Posted November 1, 2011 By Dave Thomer

Yesterday I suggested that without an electoral strategy, the Occupy movement would probably need to focus on economic and social disruption in order to achieve their goals. I’d like to return to that idea of an electoral strategy for a moment. I understand that the Occupy movement taps into sentiments across the political spectrum, and I don’t want to lump them all together as some kind of left wing Tea Party. So I am not surprised that there are no candidates jumping up to run on the Occupy party line the way many conservatives jumped to run on or under the Tea Party banner. But I still think that the shortest line between the present and the desired future of the Occupy movement runs straight through the voting booth.

If “We are the 99%” were the literal truth and not a slogan, there should be no way that anyone could stand in the Occupiers’ path. Yes, there are all sorts of problems with voting access and counting in this country. But if 99% of the eligible voters showed up all over the country with a common agenda, one of three things would happen: 1) they’d win; 2) they’d stage a revolution to overcome whatever obvious rigging prevented them from winning; 3) they’d roll over and prove that no one should care about what happens to them because they don’t. Since one-third to one-half of eligible voters don’t bother to vote for the president, let alone Congress or governors, we’re a long way from that point. Either people are happy with the way things are, or they’re not bothering to change them in the easiest way that we have.

I mean, let’s face it. Occupy can talk about being inspired by Tahrir Square and the Arab Spring, but those movements had one straightforward demand: “Guy who we don’t like, give up power.” We don’t have to stand around in crowds for weeks to make someone do that. We just have to stand in a voting booth (and whatever line is waiting to use it) on one or two days a year. That’s why Occupy doesn’t have a simple message like “Guy we don’t like, go away.” We have a system that would allow the people to send that simple message, and quite often the people don’t bother to use it.

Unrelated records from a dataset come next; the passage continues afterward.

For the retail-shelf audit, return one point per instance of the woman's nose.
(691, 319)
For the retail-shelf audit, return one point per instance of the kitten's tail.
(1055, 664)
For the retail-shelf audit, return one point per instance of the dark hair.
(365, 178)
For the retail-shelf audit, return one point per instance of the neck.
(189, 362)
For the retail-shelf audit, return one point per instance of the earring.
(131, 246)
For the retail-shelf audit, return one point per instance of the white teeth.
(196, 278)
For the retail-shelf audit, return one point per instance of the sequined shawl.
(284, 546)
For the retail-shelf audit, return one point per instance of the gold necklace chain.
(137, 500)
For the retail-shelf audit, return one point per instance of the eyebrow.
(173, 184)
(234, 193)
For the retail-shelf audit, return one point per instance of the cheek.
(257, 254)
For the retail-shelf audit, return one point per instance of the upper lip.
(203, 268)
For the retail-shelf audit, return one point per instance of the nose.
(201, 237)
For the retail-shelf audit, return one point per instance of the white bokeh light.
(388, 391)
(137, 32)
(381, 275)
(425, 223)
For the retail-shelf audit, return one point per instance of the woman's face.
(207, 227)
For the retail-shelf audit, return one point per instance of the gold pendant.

Indeed, the Adbusters post that suggested Occupy Wall Street during the summer said that Occupy’s simple “simple, uncomplicated demand” should be:

we demand that Barack Obama ordain a Presidential Commission tasked with ending the influence money has over our representatives in Washington.

Because presidential commissions that have no power to change any laws are the clear paths to enduring social change.

Maybe you’re saying, “Dave, we tried the electoral strategy in 2008. Remember Change You Can Believe In? Remember Hope? Remember Change We Need? We tried it. We elected Obama, we elected a Democratic House, we even had a 60-vote Democratic majority in the Senate. Where’s the change?”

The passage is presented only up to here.